The goal is to learn $w$.  Algorithm 1 is logistic
  regression (you may use the built-in method LogisticRegression for this. Use max_iter=1000).

In [16]:
from sklearn.linear_model import LogisticRegression

def logistic_regression_function(m_array):
    average_difference_norm = np.zeros(len(m_array))
    for idx, num in enumerate(m_array):
        difference_norm = np.zeros(10)
        for i in range(10):
            training_set = generate_data(num)
            X = training_set[:, :-1]
            y = training_set[:, -1]
            lr = LogisticRegression(max_iter=1000)
            lr.fit(X, y)
            global normalized_w
            norm = np.linalg.norm(normalized_w - lr.coef_)
            difference_norm[i]= norm
        average_difference_norm[idx] = difference_norm.mean()
    return average_difference_norm

## Algorithm 2: gradient descent with square loss

Define square loss as
$$L_i(w^{(t)}) = \frac{1}{2} \left( \sigma(w^{(t)} \cdot x) - y_i \right)^2$$

  Algorithm 2 is
  gradient descent with respect to square loss (code this
  up yourself -- run for 1000 iterations, use step size eta = 0.01).

In [22]:
def gradient_descent_with_square_loss(m_array):
    average_difference_norm = np.zeros(len(m_array))
    for idx, num in enumerate(m_array):
        difference_norm = np.zeros(10)
        for i in range(10):
            training_set = generate_data(num)
            X = training_set[:, :-1]
            y = training_set[:, -1]
            
            w_backtick = np.random.randn(10)
            step_size_eta = 0.01
            iterations = 1000
            for j in range(iterations):
                predicted_y = sigmoid(np.dot(X, w_backtick))
                gradient = np.dot(X.T, predicted_y - y)
                gradient /= 10
                gradient *= step_size_eta
                w_backtick -= gradient 
            global normalized_w
            norm = np.linalg.norm(normalized_w - w_backtick)
            difference_norm[i]= norm
        average_difference_norm[idx] = difference_norm.mean()
    return average_difference_norm
m_array = [50, 100, 150, 200, 250]
#m_array = [2]
gradient_descent_with_square_loss(m_array)
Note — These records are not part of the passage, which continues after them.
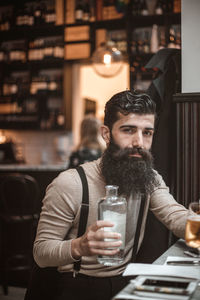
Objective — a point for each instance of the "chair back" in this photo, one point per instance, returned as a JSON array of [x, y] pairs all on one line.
[[19, 194]]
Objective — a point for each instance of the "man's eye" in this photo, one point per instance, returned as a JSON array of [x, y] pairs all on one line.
[[128, 130], [148, 133]]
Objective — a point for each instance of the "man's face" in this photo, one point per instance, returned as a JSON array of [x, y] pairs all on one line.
[[127, 161], [131, 131]]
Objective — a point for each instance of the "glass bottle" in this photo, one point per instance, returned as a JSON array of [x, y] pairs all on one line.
[[113, 208]]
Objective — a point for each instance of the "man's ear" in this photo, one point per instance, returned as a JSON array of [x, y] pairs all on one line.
[[105, 133]]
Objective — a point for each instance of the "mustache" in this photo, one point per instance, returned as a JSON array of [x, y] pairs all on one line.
[[124, 153]]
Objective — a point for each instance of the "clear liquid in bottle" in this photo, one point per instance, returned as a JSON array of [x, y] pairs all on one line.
[[113, 208]]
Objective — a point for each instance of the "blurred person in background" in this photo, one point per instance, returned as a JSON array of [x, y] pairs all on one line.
[[90, 147]]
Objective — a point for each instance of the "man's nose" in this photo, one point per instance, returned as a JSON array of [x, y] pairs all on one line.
[[138, 140]]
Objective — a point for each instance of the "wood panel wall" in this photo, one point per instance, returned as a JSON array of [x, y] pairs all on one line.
[[188, 147]]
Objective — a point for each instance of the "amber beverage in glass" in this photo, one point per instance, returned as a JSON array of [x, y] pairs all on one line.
[[192, 232]]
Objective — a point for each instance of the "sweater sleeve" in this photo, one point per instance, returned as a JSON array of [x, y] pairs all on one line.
[[59, 217], [172, 214]]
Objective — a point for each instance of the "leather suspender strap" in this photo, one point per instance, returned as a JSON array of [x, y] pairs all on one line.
[[139, 223], [84, 212]]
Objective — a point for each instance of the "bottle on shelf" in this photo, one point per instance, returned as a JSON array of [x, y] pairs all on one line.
[[154, 39], [159, 8], [172, 38], [113, 208], [86, 11], [38, 14], [143, 8], [79, 12]]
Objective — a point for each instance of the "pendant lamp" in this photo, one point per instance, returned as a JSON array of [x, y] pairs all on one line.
[[107, 60]]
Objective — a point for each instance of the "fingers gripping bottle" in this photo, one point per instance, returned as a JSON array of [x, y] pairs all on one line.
[[114, 209]]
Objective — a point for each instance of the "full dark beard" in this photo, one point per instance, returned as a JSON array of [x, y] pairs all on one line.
[[131, 174]]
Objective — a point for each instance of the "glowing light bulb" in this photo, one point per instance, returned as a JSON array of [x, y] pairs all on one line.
[[107, 59]]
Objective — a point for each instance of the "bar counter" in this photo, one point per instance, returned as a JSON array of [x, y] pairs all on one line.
[[175, 250], [31, 167]]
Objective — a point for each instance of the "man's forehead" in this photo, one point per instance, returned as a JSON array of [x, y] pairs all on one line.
[[133, 118]]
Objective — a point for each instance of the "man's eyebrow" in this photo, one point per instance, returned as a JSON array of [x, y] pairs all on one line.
[[133, 126]]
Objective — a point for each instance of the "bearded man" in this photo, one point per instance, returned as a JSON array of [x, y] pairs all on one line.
[[127, 162]]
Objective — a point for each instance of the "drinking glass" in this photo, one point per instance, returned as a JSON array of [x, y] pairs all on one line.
[[192, 232]]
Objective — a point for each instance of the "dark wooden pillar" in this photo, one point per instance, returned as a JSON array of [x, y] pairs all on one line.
[[188, 147]]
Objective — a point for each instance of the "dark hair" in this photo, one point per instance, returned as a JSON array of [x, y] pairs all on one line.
[[127, 102]]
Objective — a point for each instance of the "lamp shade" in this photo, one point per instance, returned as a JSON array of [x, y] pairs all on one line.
[[107, 60]]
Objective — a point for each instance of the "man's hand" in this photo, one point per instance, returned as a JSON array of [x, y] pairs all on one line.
[[92, 242]]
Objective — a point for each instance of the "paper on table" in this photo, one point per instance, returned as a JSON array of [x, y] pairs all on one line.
[[136, 269], [181, 258]]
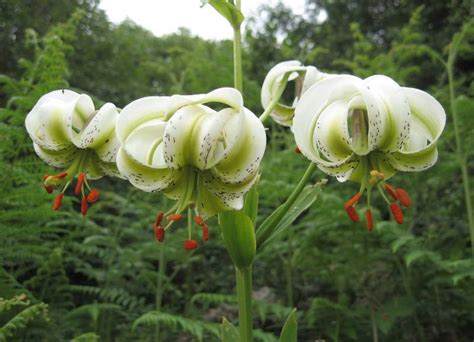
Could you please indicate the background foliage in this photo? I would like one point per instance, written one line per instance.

array([1.34035234, 0.87155809, 0.62210739, 0.59616378, 0.46144609])

## Algorithm 3: stochastic gradient descent with square loss
Similar to gradient descent, except we use the gradient at a single random training point every iteration.

## Evaluation

Measure error $\|w - \hat{w}\|_2$ for each method at different sample size. For any
  fixed value of $m$, choose many different $w$'s and average the
  values $\|w - 
  \hat{w}\|_2$ for Algorithms 1, 2 and 3.  Plot the results
  for for each algorithm as you make $m$ large (use $m=50, 100, 150, 200, 250$).
  Also record, for each algorithm, the time taken to run the overall experiment.

In [9]:
import time

m_array = [50, 100, 150, 200, 250]
start = time.process_time()
print(logistic_regression_function(m_array))
time_taken = time.process_time() - start

[1.08655887 0.78456794 0.74136165 0.52659305 0.39129404]


# Problem 2

In [10]:
from sklearn import datasets

In [11]:
cancer = datasets.load_breast_cancer()

For each depth in $1, \dots, 5$, instantiate an AdaBoost classifier with the base learner set to be a decision tree of that depth (set `n_estimators=10` and `learning_rate=1`), and then record the 10-fold cross-validated error on the entire breast cancer data set. Plot the resulting curve of accuracy against base classifier depth. Use $101$ as your random state for both the base learner as well as the AdaBoost classifier every time.